Il n'avait pas bougé les mains mais les guillemets s'entendaient à son intonation. Un rappel que la mort de son propre père l'avait propulsé inopinément à 28 ans au sommet de la chaîne de commandement de l'Ordre et pour ainsi dire du monde. C'était donc pour la succession que la Couleuvre était venue roder ... Elle saisit.

— Hein ? Mais pourquoi ?

— Cancer du poumon gauche, dit-il d'une voix à la fois neutre et résignée. Mes médecins me donnent 6 mois. Moins si les métastases atteignent le cœur.

Elle ne savait pas quoi répondre et le silence sembla s'étendre tandis que l'horloge au centre de la table ovale n'égrainait qu'une minute. Elle eut le temps de remarquer qu'elle s'était assise sur le siège des singes et cela l'amusa vaguement. Elle avait passé son enfance dans le clan des singes au loin de la guerre froide qui avait suivi l'échec de la grande mutinerie. Des années qui avaient précédé, elle n'avait que des flashs. Et celles qui avaient suivi cette période bénie n'étaient composées que de cours variés presque sans interaction sociale. Christale se reprit à temps pour entendre son père.

— Tu sais bien que nous devons parler de la succession. Ce ne sera pas simple.

Il laissa un blanc et elle comprit qu'elle devait montrer ses connaissances. Elle l'aurait volontiers fait à contre-cœur pour lui prouver qu'elle ne cautionnait pas ce rapport entre eux. Mais, en toute honnêteté, elle appréciait étaler ses connaissances et sa valeur.

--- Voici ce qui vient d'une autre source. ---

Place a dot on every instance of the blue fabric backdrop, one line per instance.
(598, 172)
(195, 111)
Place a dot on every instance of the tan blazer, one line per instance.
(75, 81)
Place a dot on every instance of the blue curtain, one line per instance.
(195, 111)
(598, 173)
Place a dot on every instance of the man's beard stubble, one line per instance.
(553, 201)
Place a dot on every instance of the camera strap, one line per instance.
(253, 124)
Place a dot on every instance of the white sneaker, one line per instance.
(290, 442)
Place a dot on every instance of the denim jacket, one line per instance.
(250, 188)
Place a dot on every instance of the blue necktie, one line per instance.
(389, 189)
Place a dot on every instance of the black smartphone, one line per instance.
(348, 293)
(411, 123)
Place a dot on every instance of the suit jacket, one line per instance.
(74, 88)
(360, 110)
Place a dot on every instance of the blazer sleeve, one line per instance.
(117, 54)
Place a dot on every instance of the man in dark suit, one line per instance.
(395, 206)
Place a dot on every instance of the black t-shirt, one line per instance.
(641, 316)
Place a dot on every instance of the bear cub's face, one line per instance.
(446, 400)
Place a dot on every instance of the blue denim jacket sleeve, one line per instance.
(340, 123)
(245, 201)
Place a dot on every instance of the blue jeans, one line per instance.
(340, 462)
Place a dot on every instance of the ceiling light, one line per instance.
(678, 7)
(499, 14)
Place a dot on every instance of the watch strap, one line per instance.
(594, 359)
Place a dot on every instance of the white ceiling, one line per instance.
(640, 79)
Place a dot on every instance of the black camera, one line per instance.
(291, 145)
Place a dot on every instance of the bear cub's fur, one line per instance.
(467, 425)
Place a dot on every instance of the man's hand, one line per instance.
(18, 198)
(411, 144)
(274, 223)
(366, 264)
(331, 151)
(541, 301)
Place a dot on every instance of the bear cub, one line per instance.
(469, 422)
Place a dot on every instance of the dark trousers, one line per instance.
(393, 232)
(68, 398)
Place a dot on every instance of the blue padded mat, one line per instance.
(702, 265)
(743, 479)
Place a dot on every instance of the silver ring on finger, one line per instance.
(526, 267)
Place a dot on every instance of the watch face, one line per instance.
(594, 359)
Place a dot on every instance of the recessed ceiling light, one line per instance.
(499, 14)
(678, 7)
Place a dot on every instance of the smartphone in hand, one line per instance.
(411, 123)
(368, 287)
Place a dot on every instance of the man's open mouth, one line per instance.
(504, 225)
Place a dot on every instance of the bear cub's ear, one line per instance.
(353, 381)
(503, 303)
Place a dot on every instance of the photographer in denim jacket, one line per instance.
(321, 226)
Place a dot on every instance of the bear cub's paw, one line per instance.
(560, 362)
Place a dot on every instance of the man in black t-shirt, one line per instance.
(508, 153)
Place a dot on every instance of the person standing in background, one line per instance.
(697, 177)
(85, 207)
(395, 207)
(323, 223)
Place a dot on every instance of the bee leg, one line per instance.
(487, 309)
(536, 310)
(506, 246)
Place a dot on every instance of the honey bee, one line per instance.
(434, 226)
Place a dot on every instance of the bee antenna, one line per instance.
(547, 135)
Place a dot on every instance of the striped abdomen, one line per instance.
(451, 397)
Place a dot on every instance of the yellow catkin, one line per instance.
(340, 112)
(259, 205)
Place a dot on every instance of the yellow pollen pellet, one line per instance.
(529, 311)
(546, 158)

— La première option c'est de me marier. Tout le monde attend que tu me trouves un époux.

— Mais ?

— Mais tu n'as pas trouvé quelqu'un qui sache me résister plus d'une journée.

— Et celui qui devrait te gérer deviendrait un pantin aux yeux du Conseil.

— La deuxième possibilité c'est de désigner un successeur, dit-elle en marquant une courte pause. Mais tu n'as pas de frère et que tu nommes ton cousin le Lindworm ou pas, il y aura des dissensions car il est trop âgé mais c'est ton plus proche parent.

— Et ?

Elle mit toutes ses capacités en branle. Elle chercha parmi les phrases qu'il avait déjà dites. « Il y a toujours une troisième solution », « Quand on a éliminé les solutions cohérentes, il reste tout ce qu'on a oublié ». Elle ressentit un vent froid sur sa colonne.

— Non.

Il ferma les yeux en signe de confirmation. Il devait être fou pour imaginer que cela puisse passer.